Location
- 777 Glades Road Boca Raton, Florida 33431 United States 26°22′24″N 80°5′45″W﻿ / ﻿26.37333°N 80.09583°W

Information
- Type: Lab School
- School district: FAU Lab Schools
- Principal: Sherry Bees
- Grades: 9 to 12
- Colors: Blue and red
- Mascot: Owls
- Website: FAU HS Home Page

= Florida Atlantic University High School =

Florida Atlantic University High School (FAU High School) is a public, laboratory, dual-enrollment high school located on the Boca Raton campus of Florida Atlantic University. It is the only high school in the United States to offer full-time dual-enrollment at a state university to students after completion of 9th grade.

== Overview ==
Founded in 2004 for "students with exceptional academic abilities and strong self-motivation" by University President Frank Brogan, FAU High School operates as an entity under Florida Atlantic University College of Education, the State University System of Florida, and as an independent school district (FAU Lab Schools) which only hosts Alexander D. Henderson University School and FAU High School. Since its inception, the High School has always earned an "A" or "A+" ranking by the Florida Department of Education. Entry to FAU High School as a 9th grader is competitive and consists of a series of standardized test score submissions and interviews. Only a small number of transfer students are accepted into the High School per year.

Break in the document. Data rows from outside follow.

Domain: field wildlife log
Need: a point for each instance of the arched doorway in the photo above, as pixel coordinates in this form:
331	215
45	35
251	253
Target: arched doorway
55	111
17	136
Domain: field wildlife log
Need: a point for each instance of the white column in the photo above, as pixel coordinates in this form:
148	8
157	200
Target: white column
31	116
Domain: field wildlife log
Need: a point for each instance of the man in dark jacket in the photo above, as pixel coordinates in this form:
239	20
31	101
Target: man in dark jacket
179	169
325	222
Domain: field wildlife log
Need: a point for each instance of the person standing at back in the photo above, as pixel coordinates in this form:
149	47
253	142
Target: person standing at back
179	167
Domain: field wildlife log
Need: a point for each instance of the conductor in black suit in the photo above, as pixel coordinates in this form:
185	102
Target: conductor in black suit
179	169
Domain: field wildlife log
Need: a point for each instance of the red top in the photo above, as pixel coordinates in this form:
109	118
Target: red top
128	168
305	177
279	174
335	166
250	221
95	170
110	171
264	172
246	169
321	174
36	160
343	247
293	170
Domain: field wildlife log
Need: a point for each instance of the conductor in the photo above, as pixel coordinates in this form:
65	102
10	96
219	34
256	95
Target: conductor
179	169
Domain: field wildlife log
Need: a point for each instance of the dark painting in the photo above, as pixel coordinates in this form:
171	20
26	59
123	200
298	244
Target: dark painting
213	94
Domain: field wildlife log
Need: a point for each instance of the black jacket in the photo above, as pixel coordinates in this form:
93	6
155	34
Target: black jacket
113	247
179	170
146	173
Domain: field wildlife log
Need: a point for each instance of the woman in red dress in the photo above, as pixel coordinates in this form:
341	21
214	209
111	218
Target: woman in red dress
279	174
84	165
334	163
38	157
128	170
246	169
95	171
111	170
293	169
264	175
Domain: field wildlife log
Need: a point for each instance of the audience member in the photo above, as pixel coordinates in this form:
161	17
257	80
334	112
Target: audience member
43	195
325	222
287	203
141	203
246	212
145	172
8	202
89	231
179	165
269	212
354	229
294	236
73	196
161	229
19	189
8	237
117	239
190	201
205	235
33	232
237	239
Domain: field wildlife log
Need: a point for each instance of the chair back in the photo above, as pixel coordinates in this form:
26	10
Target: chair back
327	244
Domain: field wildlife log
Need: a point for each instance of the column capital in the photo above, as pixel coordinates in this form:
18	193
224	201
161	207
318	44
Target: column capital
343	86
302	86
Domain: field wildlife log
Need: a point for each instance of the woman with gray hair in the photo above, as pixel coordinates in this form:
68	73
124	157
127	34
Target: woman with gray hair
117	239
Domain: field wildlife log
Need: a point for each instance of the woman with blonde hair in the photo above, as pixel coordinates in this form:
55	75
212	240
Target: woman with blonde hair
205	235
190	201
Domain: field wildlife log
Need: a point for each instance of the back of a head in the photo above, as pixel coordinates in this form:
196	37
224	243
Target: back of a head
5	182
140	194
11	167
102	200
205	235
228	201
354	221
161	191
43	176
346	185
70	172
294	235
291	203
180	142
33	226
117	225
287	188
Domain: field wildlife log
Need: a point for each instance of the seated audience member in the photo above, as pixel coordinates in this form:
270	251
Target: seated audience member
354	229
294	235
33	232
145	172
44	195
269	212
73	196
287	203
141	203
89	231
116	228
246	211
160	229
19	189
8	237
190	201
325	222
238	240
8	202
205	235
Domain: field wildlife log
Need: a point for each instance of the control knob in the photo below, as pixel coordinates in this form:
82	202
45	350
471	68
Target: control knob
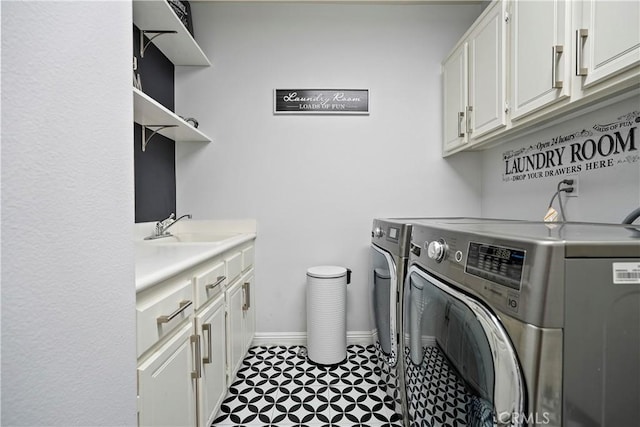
377	232
437	250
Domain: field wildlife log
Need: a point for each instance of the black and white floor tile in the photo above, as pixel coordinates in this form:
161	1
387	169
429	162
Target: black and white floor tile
277	386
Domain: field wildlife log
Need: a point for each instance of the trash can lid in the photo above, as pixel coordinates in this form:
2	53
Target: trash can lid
326	271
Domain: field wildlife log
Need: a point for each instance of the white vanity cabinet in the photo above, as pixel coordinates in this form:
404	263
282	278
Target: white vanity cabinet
210	325
241	311
166	346
454	78
193	332
562	57
540	55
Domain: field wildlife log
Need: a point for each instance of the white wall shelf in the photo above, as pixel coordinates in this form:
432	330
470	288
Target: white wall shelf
153	116
179	47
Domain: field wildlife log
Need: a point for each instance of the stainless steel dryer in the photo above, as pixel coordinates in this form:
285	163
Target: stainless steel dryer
522	323
390	242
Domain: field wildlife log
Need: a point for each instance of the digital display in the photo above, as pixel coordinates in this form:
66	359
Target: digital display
496	263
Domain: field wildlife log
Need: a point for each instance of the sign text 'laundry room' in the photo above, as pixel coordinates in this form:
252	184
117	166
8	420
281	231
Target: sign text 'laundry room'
321	101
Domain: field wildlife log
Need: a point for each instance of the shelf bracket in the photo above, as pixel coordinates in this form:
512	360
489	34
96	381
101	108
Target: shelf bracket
157	33
155	129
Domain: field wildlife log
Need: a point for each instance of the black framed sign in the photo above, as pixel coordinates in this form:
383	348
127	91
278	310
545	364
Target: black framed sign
321	101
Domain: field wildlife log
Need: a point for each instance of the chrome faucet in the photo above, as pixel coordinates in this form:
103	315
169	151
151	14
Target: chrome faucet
164	225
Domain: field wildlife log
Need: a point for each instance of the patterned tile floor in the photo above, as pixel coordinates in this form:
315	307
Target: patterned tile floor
277	386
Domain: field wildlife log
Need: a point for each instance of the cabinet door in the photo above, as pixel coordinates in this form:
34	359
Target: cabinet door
249	327
487	72
235	319
454	76
210	324
166	389
611	43
540	55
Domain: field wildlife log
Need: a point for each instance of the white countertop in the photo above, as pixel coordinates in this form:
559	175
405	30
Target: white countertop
157	260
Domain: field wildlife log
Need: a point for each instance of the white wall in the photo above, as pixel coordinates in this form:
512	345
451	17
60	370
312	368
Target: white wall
68	298
604	194
314	183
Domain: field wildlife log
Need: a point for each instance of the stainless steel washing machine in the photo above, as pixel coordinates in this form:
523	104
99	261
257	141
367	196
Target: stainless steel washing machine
390	242
522	323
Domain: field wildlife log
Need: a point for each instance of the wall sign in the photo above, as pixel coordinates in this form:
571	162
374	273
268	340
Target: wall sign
321	101
601	146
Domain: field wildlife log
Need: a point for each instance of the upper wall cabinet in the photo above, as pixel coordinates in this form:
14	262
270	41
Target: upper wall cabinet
454	74
563	56
540	55
157	21
474	78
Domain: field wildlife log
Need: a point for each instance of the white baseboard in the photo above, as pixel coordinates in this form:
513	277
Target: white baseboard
300	338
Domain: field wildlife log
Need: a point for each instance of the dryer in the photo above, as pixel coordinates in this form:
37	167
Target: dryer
522	323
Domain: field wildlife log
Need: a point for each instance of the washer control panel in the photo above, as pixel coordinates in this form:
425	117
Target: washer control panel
496	263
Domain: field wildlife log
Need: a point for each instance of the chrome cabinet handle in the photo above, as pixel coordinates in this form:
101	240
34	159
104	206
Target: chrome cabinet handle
218	281
581	35
246	286
182	307
556	52
207	328
415	249
195	339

FAU High School's structure is considered unique in the United States since 9th grade students undergo an accelerated and rigorous curriculum to prepare them for collegiate study. After completion of 9th grade, 10th through 12th grade students are directly enrolled, full-time, at Florida Atlantic University. With the exception of a few limitations concerning Greek life and NCAA Division 1 sports, FAU High School students share many of the same rights and privileges as regular enrolled full-time students, including the ability to declare a major. A typical graduate of FAU High School earns three years worth of college credits towards a bachelor's degree. Since most students earn more than 60 credits, many also earn associate degrees before graduating high school. As of 2023, over 80 students completed their bachelor's degree before graduating from high school. Many students also graduate high school while simultaneously graduating with bachelor's degree. Other students may choose to attend top universities around the nation.

== Research ==
FAU High School has a robust research program within the School that allows students to conduct research, typically focused on physical and natural sciences. As post-9th grade students are considered full-time students at Florida Atlantic University, they have access and are allowed to conduct research directly with the university instead of the High School, working with university professors and even becoming published. FAU High School also hosts the university's Cane Institute for Advanced Technologies which studies complex robotics, machinery, and artificial intelligence.

As a laboratory school, high school students and their parents or legal guardians sign an agreement upon enrollment that they may be subject to approved research studies regarding student success, behavioral and mental health, and social skills. The Florida Atlantic University College of Education also maintains an active teaching and research partnership where undergraduate and graduate students in the College of Education are able to conduct research and teach at FAU High School.

As part of their research program, FAU High School also maintains partnerships with the Max Planck Florida Institute for Neuroscience, Scripps Research, and Charles E.Schmidt College of Medicine. The Schmidt College of Medicine also provides a pipeline for FAU High School students to pursue their M.D. following high school graduation.

== Sports==
Because FAU High School students are prohibited from participating in the university's NCAA Division 1 sports until after high school graduation, FAU High School maintains a separate sports program for their students. Current sports include:
- Track and Field
- Cross Country
- Soccer
- Lacrosse
- Basketball
- Volleyball
- Golf
- Swimming
- Tennis

== Recognition ==
FAU High School is considered a National Blue Ribbon School for Excellence and a Green Ribbon School for Sustainability by the U.S. Department of Education, a Reference School by Google, and is a member of the National Consortium for Secondary STEM Schools. In 2022, U.S. News & World Report ranked FAU High School 1st (tied) in the United States in its Graduation Rate Rank category and 1st in the state of Florida in its State Assessment Proficiency Rank category. The School is recognized for producing Forbes 30 under 30 awardees, finalists and semifinalists in the National Merit Scholarship Competition, and Regeneron Scholars. Many FAU High School graduates stay at Florida Atlantic University to finish their degree. Those who do to choose to leave, typically attend ivy league and other top undergraduate and graduate institutions. Several students each year graduate FAU High School and directly enroll into medical school or law school.

== Accreditation ==
FAU High School is recognized as a secondary public school by the Florida Department of Education. It is also recognized by the State University System of Florida as an entity operating under the Florida Atlantic University College of Education.